Males were more likely to be injured overall, accounting for 83.3 percent of e-bike injuries, 60 percent with powered scooters and 72.4 percent with pedal bicycles.
Powered scooter accidents were nearly three times more likely to result in concussions than e-bike injuries, and more likely to result in fractures.
But 17 percent of e-bike accident victims suffered internal injuries compared to about 7.5 percent for both powered scooters and pedal bikes.
“With the power assist engaged, e-bikes are capable of speeds well over 20 miles an hour,” Dr. DiMaggio pointed out.
“By contrast, average speeds for more traditional bikes like the New York City (rental) Citi Bikes are less than 10 miles an hour. This near-doubling of potential speeds may be why e-bike injuries can be more serious,” he said.
This, and the lack of proper biking infrastructure.
Anne Lusk, a research scientist at Harvard Chan School of Public Health in Boston, who has worked on bicycle environments for 38 years, said the study findings could be used to inform how to design the built-environment to increase safety for e-bike and scooter users, cyclists, pedestrians and car drivers.
“Climate change has been elevated to emergency status, and solutions include encouraging people to walk and bike,” Lusk said. “But, the biking environment is not safe.”
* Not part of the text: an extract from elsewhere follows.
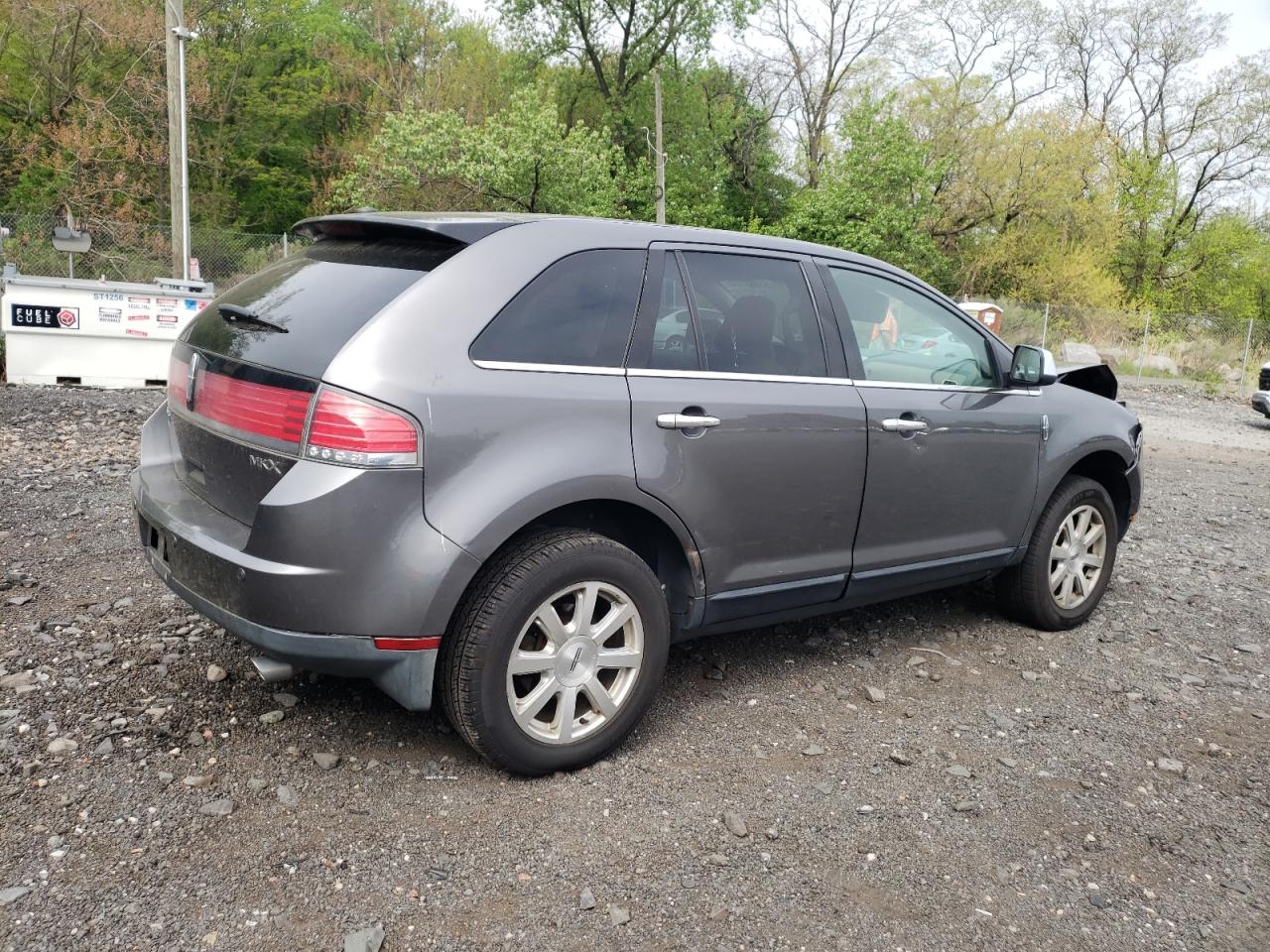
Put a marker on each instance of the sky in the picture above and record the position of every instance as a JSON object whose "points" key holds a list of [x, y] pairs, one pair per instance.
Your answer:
{"points": [[1248, 30]]}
For example, Lusk said, in the absence of bike lanes, powered-scooter users were riding on sidewalks and roads.
There is potential for greener alternatives to traditional transportation, Dr. DiMaggio said.
“With that potential comes the need to introduce them in a safe and responsible manner, asking questions about possible need for urban design and built environment modifications like docking stations or dedicated lanes, policy changes mandating helmets and education initiatives.”